Ultima tra i candidati Sindaci arriva la comunista Pecorilli che non riesce nell’impresa di entrare in Consiglio Comunale. Fallisce quindi l’esperimento coraggioso di contrastare il bluff delle liste civiche con una lista di partito o forse a Sermoneta proprio non va giù la falce e il martello. Più interessante, per il futuro, l’esito del voto per il consiglio comunale. Il più votato tra i consiglieri è Nicola Minniti  (538 voti) che stravince lo scontro per il primo posto rispetto a Pierluigi Torelli (405 voti). Il risultato di Minniti è effettivamente, nella portata, sorprendente, soprattutto perché, al momento, lui non è espressione di un partito. In passato era segretario del PD locale ma ora da almeno quattro anni ha
abbandonato il partito di Elly Schlein, anche se non ha cambiato sponda politica. Per far capire il paragone tutto il suo ex partito alle concomitanti Europee ha preso 624 voti. Il secondo arrivato Torelli invece è referente di Fratelli d’Italia locale, partito che alle elezioni europee a Sermoneta ha preso ben il 46% dei voti. C’è uno scarto enorme tra i voti di Torelli (405) e quelli del suo partito (2442). O i voti dei meloniani di Sermoneta li hanno divisi tra più candidati o semplicemente le cariche politiche territoriali non controllano i voti dei propri simpatizzanti. Torna in Consiglio Comunale il redivivo (ora è proprio vero) Mauro, detto Simone (da me) Mariotti, che ora naviga in acque socialiste-radicali rispetto al passato destro. Il Senatore Calandrini si intesta per FDI pure la vittoria della Giovannoli ma dimentica che almeno 731 voti dei 2767 della lista sono ascrivibili a candidati che non c’entrano coi Fratelli d’Italia, anzi.

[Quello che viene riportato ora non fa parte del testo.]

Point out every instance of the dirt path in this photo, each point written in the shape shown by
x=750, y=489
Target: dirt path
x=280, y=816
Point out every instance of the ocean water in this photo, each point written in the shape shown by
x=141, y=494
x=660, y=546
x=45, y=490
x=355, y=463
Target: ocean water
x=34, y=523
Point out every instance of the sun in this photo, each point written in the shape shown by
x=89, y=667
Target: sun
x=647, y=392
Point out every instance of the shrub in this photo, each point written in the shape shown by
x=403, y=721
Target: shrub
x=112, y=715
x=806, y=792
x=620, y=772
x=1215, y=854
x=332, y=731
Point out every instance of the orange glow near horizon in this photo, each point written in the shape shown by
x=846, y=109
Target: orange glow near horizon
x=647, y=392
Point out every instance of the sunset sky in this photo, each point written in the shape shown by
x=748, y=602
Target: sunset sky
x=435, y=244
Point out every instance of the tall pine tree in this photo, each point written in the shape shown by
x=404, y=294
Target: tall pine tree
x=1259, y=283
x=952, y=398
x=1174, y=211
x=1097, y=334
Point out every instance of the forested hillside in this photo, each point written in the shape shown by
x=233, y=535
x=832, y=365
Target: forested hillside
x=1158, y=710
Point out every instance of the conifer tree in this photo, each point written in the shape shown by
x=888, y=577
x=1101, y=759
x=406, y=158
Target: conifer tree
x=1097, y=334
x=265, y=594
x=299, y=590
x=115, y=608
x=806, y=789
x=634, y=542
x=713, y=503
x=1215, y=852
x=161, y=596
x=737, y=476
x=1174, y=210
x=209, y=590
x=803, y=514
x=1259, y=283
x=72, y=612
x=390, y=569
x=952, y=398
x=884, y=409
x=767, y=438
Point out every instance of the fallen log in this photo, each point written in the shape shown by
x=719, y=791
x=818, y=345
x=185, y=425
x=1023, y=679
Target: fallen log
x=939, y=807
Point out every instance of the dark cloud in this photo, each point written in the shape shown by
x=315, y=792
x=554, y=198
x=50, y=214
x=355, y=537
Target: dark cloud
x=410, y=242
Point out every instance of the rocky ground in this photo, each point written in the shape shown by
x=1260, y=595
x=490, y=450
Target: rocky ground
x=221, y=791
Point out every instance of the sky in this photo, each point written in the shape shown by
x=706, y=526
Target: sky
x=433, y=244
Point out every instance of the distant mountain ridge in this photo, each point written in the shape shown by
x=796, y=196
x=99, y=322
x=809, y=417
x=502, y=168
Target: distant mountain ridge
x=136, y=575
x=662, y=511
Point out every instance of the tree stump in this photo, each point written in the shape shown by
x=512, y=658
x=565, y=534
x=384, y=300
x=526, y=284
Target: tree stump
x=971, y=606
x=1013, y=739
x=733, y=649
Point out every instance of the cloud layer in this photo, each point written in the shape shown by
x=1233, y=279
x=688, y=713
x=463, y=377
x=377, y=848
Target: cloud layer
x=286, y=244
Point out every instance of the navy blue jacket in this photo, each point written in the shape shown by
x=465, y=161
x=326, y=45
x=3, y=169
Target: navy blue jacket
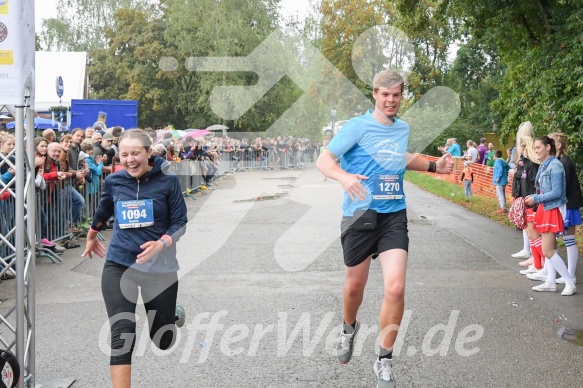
x=170, y=216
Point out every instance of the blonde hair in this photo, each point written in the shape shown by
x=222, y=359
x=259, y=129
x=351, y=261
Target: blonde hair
x=524, y=129
x=527, y=145
x=560, y=138
x=139, y=134
x=387, y=79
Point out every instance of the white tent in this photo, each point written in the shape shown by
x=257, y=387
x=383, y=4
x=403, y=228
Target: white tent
x=71, y=66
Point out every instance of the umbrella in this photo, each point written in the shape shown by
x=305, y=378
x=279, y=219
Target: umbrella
x=39, y=123
x=217, y=127
x=194, y=133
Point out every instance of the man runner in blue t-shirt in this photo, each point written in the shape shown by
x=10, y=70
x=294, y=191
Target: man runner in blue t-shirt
x=373, y=158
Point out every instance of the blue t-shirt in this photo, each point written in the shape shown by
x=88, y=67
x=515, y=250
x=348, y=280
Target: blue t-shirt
x=367, y=147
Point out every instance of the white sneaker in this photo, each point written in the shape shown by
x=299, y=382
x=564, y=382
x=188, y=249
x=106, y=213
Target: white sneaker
x=569, y=289
x=384, y=371
x=539, y=275
x=545, y=287
x=562, y=281
x=531, y=269
x=521, y=255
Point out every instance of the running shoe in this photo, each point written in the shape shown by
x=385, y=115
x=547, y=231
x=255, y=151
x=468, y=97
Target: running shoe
x=180, y=316
x=384, y=370
x=345, y=346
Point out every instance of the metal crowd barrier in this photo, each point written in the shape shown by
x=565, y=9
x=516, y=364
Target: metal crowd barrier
x=54, y=204
x=7, y=236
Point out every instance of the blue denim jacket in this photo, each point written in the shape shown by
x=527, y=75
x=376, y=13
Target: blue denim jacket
x=551, y=182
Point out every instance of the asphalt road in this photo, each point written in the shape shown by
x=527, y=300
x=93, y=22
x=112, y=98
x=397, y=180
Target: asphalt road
x=261, y=282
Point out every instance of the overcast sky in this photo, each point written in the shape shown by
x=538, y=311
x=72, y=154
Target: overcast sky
x=45, y=9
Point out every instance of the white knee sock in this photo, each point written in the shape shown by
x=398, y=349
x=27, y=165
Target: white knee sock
x=557, y=263
x=550, y=272
x=572, y=254
x=525, y=241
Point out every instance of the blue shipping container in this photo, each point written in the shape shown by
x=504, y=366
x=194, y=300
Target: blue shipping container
x=84, y=113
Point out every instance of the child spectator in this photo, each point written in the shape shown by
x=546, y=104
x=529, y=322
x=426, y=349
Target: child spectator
x=490, y=155
x=500, y=180
x=468, y=179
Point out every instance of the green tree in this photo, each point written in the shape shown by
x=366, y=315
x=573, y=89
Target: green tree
x=81, y=23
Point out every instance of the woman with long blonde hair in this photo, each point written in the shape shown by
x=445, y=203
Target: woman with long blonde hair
x=574, y=203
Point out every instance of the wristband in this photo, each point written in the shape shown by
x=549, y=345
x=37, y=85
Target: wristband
x=432, y=167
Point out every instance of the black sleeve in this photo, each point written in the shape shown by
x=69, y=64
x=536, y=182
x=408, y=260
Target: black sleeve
x=105, y=209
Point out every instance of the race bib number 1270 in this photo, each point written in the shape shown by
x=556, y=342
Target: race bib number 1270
x=387, y=187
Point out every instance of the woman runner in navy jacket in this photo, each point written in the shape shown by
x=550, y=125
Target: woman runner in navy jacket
x=150, y=216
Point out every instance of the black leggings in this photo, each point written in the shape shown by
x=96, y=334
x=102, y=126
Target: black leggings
x=119, y=286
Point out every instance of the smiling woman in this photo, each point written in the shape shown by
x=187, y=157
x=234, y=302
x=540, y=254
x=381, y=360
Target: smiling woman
x=150, y=216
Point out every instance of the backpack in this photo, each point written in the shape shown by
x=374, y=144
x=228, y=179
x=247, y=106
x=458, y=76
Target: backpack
x=517, y=213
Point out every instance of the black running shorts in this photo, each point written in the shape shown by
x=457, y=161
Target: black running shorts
x=390, y=233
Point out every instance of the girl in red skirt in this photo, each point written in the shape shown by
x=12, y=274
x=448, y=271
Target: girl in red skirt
x=551, y=198
x=574, y=203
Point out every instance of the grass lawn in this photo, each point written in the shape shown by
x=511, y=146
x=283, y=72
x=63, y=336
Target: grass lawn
x=484, y=206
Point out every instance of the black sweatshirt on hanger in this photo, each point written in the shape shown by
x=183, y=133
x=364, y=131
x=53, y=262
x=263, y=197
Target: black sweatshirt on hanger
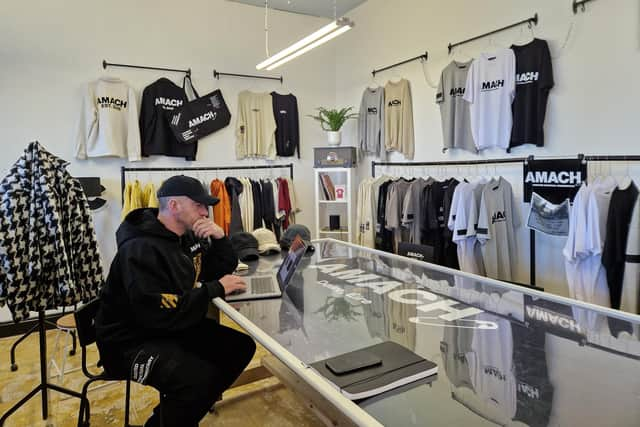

Parliamo di quasi il 30% dei consensi. Per la Regina-Sindaca andranno in consiglio comunale undici baldi scudieri: Calvani, Campagna L., Cianfriglia, Coluzzi, Girardi, Iacovacci, Macera, Mariotti, Minniti, Pacini e Torelli.
All’opposizione oltre ai due candidati Sindaci perdenti, Di Lenola e Agostini, altri tre consiglieri che dovrebbero essere due dalla Lista Di Lenola (Campagna P. e Bonaldo) e uno dalla Lista Agostini (De Santis).

Nota di colore: alcuni cittadini mi dicono di aver ricevuto ieri sulla Pec personale la richiesta di pagamento della TARI 2024, con un leggero aumento. E’ arrivata ad urne chiuse ma ovviamente è un puro caso. Non facciamo facile dietrologia perché le procedure sono ormai automatizzate. Sarà colpa dei maledetti algoritmi.